Tuesday, February 2, 2010

Urban Farming


Read this great article in Fortune on urban farming possibilities. Time/Inc. magazines have taken as its project over the last several months and into an indefinite future to chronicle the story of Detroit and her future. They demonstrated their drive for this story by buying a house in Detroit--- yeah, some editors bought a house!
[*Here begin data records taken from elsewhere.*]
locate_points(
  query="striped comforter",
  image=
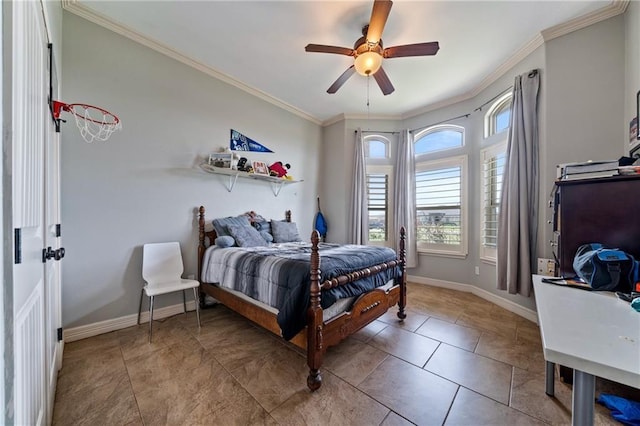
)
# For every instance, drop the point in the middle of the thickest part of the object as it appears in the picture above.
(279, 275)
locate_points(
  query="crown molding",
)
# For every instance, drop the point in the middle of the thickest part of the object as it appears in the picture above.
(614, 8)
(78, 9)
(333, 120)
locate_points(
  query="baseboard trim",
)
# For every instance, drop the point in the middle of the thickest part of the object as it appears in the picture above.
(510, 306)
(107, 326)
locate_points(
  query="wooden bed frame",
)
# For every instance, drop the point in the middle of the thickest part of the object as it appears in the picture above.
(318, 334)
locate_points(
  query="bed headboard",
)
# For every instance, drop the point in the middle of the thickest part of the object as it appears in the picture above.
(208, 237)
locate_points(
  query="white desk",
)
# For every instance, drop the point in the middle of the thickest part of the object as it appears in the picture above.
(594, 333)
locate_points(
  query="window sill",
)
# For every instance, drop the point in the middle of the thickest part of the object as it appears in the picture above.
(489, 260)
(449, 255)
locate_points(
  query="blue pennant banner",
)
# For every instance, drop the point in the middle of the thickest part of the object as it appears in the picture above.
(240, 142)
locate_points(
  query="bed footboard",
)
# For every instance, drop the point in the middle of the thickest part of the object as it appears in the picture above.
(367, 307)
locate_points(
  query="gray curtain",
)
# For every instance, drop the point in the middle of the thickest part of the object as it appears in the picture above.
(518, 220)
(405, 196)
(359, 218)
Some highlights from the article:
  • John Hantz is one of the drivers behind this phenomenon; a white guy who is rich and still has a Detroit address (and isn't about to leave).
  • Hantz: "We can't create opportunities, but we can create scarcity."
  • Detroit has 40 sq. miles of abandoned land and is bigger in land mass than Frisco, Boston and Manhattan combined!
  • "Where will new ideas for the 21st century emerge? From older, decaying cities, Krieger believes, such as New Orleans, St. Louis, Cleveland, Neward and especially Detroit-- cities that have become, at least in part, 'kind of empty containers.'"
  • Center city sports attractions such as Ford Field and Comerica Park "have restored, on some nights, a little spark to downtown Detroit but have inspired little in the way of peripheral development."
  • "Abandonment is an infrastructure problem."
  • Make pods.
  • Dave Bing seems positive.
  • Not trying to reproduce IA. In fact, if anything, this idea realized to an urban phenomenon may unseat "the nation's dependence on Big Ag."
  • Hantz: "Some things you've got to see in order to believe," he says, waving his cigar. "This is a thing you've got to believe in order to see."
  • Hantz might win the day with his ideas: "That's the beauty of [Detroit] being down and out.... You can actually open your mind to ideas that you would never otherwise embrace." At this point, Detroit doesn't have much left to lose.
I used to live right outside of the Motown in Allen Park and Lincoln Park. These years in metro Detroit were quite formative in many ways. In a sense, part of my heart is still in this suffering city. I hope that this idea of urban farming will stage Detroit as a 21st century leader in urban renewal (geographically speaking). Religiously speaking, I see great opportunity for the gospel in this blighted community. There are some even tricky ethnic and racial hurdles that Caucasian Christians need to face head-on with some serious thought. I'm thankful for this group of believers (website needs a new design, I know; it hasn't changed in over ca. 5 years) that is attempting to reach Detroit with the good news of Jesus. May their tribe increase even among their own.

1 comment:

Anonymous said...

Good to hear from you, brother. Ford posted a profit this quarter!

Move on back. Housing is tres-affordable.